The team that does pull Rockford Christian in Week 1 is Rock Falls, who happened to also be Rockford Christian’s Week 1 foe the last season the Royal Lions played BNC football in 2017.

“Week 1, when you’re playing some of the best of the conference, guys you know about, teams you know about, you have to worry about yourself,” Rock Falls coach Kevin Parker said. “You have to worry about yourself doing what’s best for your team. We’re not talking a whole lot about them, we’re talking about us and making us the best football team that we can be.”

Dixon opens its fall slate against Oregon, a team the Dukes did not face in the shortened spring season.
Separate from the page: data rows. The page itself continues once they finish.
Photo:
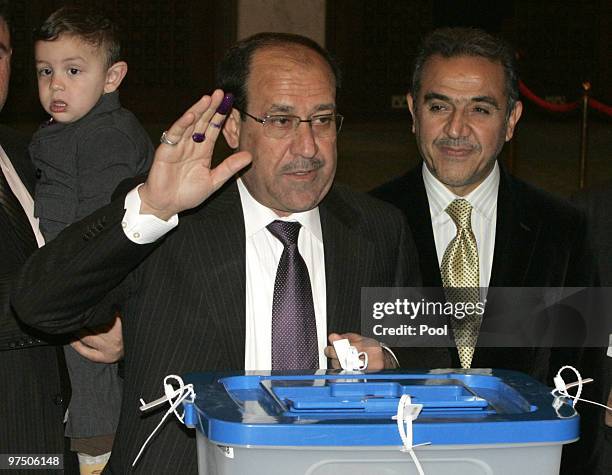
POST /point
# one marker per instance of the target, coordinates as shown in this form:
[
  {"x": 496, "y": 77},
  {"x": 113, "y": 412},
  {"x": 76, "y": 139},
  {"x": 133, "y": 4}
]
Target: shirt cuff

“We’re going to see a lot of run game at us,” Shaner said. “We have some film on them from the short season in the spring and when we’ve played them before in previous seasons.
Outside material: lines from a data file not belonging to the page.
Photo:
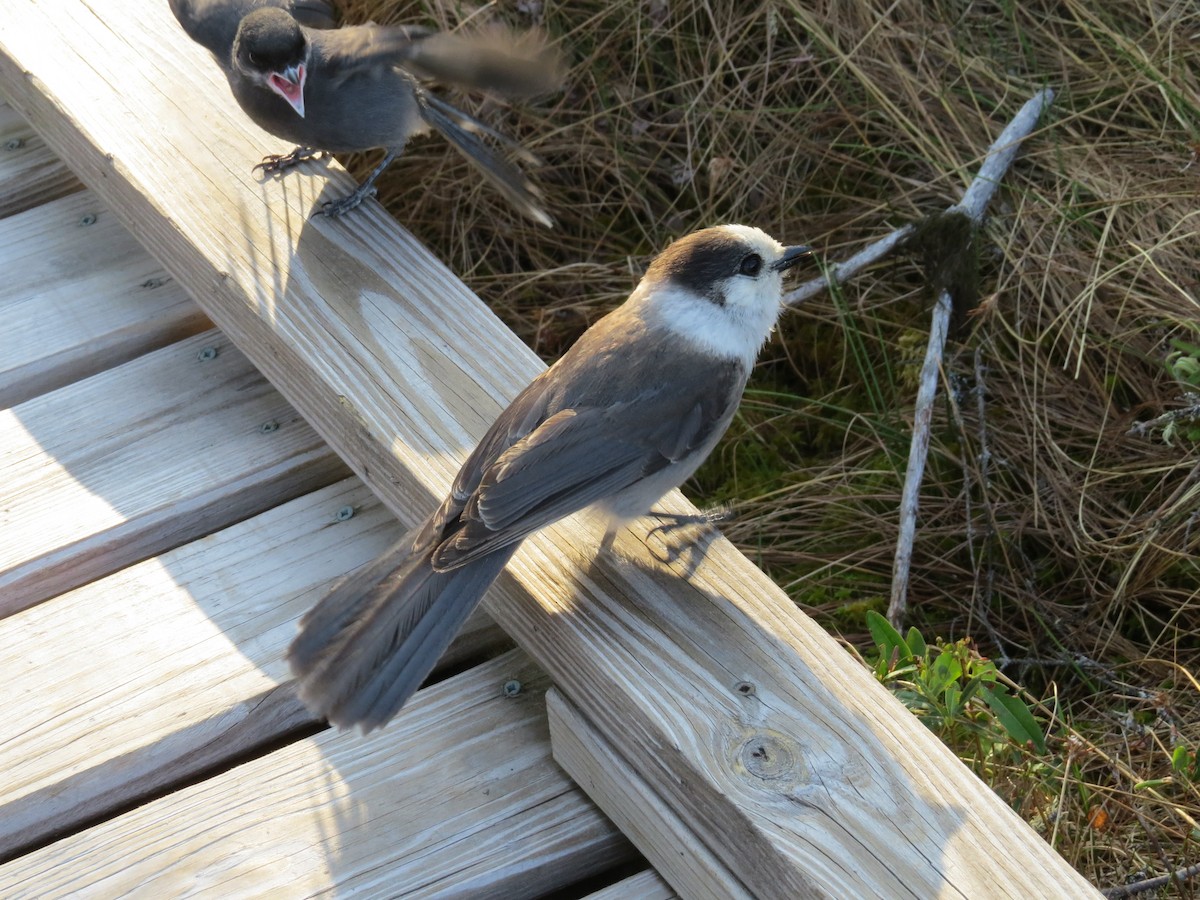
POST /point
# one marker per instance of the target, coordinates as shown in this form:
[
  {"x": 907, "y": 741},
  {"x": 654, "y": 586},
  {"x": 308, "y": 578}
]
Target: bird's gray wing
[
  {"x": 366, "y": 49},
  {"x": 497, "y": 61},
  {"x": 581, "y": 455}
]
“It’s similar to a Stillman Valley or a Byron; they execute really well and if you can’t line up and shut down their best, it’s going to be a long night.”

Dixon’s short spring season saw one close game after another, dropping the first two games to Winnebago and Lutheran both by five points (with much of the Lutheran game played in a driving rain), then beat Stillman Valley on a last-second touchdown and lost to North Boone when the Vikings scored in the waning seconds.

This fall, the Dukes will get rematches with those four teams in a five-week stretch, hosting North Boone in Week 2 before visiting Stillman in Week 4, hosting Winnebago in Week 5 and visiting Lutheran in Week 6.

“I think the kids are excited about having that opportunity, and the great news for us is we return just about everybody that was on the field for us last year. We had a very small senior class,” Shaner said. “They’ve had a good summer and are eager to get back out there.”

After welcoming the Royal Lions back to the BNC to open the season, Rock Falls will get road trips weeks 2 and 3 to face Stillman Valley and Winnebago.

“It’s a meat grinder, this conference,” Parker said. “Year 1 when I was here were were playing four ranked teams to start the season. That’s nothing new to us.”

After hosting Lutheran in Week 4, the Rockets travel to face Genoa-Kingston in Week 5, a rematch of one of the two games Rock Falls played in the spring. The rematch of the other game, against North Boone, comes at home Week 7.

The Rockets close out the regular season with a trip to Oregon and a home date with Dixon.

The Hawks, after opening at Dixon, get three home games in a four-week stretch with Rockford Christian, Stillman Valley and Lutheran coming to Landers-Loomis Field weeks 2, 3 and 5. The flip side of that is making three road trips the final four weeks of the regular season, visiting Genoa-Kingston, Byron and North Boone weeks 6, 7 and 9.